Los cristianos son capaces de atiborrar sus sentidos y sus cerebros con
imágenes de todo tipo: violentas, macabras, lascivas, cómicas, pero son
incapaces de llenar los ojos del alma con la blanca imagen de la Eucaristía; los
cristianos son capaces de hablar horas sin parar de temas banales y de los
ídolos del mundo, buscando imitarlos, pero no son capaces de rezar el santo
Rosario, por medio del cual la
Virgen hace partícipe al alma de la vida de su Hijo, al
tiempo que esculpe en los corazones su imagen viva; los cristianos son capaces
de defenestrar a su prójimo, lapidándolo con su lengua y mascullando enojo,
antipatía, rencor, cuando no venganza, y no son capaces de ir a hablar, de ese
mismo prójimo, a Jesús en el sagrario, pidiendo misericordia para el prójimo y
para sí mismo.
Por último, el
fruto de la oración –santo Rosario, adoración eucarística, Santa Misa, y todas
las múltiples formas de oración que existen en la Iglesia- es algo que no
lo pueden dar ninguno de los múltiples ídolos del mundo, que en sí mismos solo
vacío y malicia esconden; el fruto de la oración es la Presencia de Dios Uno y
Trino en el alma, presencia que concede paz, alegría, amor, y hasta salud
corporal y mental. ¡Cuántas consultas psiquiátricas se evitarían, cuántos vidas
jóvenes, truncadas por la droga y el alcohol, dejarían de perderse, cuántos
adultos tendrían paz en el corazón, aún en medio de las tribulaciones, si los bautizados hicieran oración!

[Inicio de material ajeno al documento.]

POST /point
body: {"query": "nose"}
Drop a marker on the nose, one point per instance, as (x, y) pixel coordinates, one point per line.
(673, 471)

Entonces, si alguien no se
mueve a rezar por amor a Dios, al menos tendría que rezar para obtener de Él lo
que el mundo no puede dar y no dará jamás. Si los cristianos –niños, jóvenes,
adultos, ancianos- hicieran oración todos los días, muy distinto sería este
mundo, ya que se convertiría en un adelanto del Paraíso. Pero mientras aquellos
que han sido llamados a rezar a la
Virgen, sobre todo con el Rosario, y a estar a solas con
Jesús en el sagrario, prefieran entretenerse hora tras hora con el televisor y
la computadora, no solo nada cambiará, sino que todo continuará de mal en peor.
“Vengan a un
lugar desierto, para descansar un poco”. Jesús nos invita a la oración, no solo
para descansar de las actividades del mundo, sino para ser conocidos por Dios
Padre, para que Dios Padre nos ilumine con su gracia, para así transformar el
mundo para Cristo: “Tú, en cambio, cuando vayas a orar, entra en tu aposento y,
después de cerrar la puerta, ora a tu Padre, que está allí, en lo secreto; y tu
Padre, que ve en lo secreto, te recompensará” (Mt 6, 6). Hagamos el propósito no solo de no dedicar tanto tiempo a
la televisión y a internet, sino de hacer oración, para ser conocidos por Dios
Padre, y para recibir su recompensa, que es su Hijo Jesús.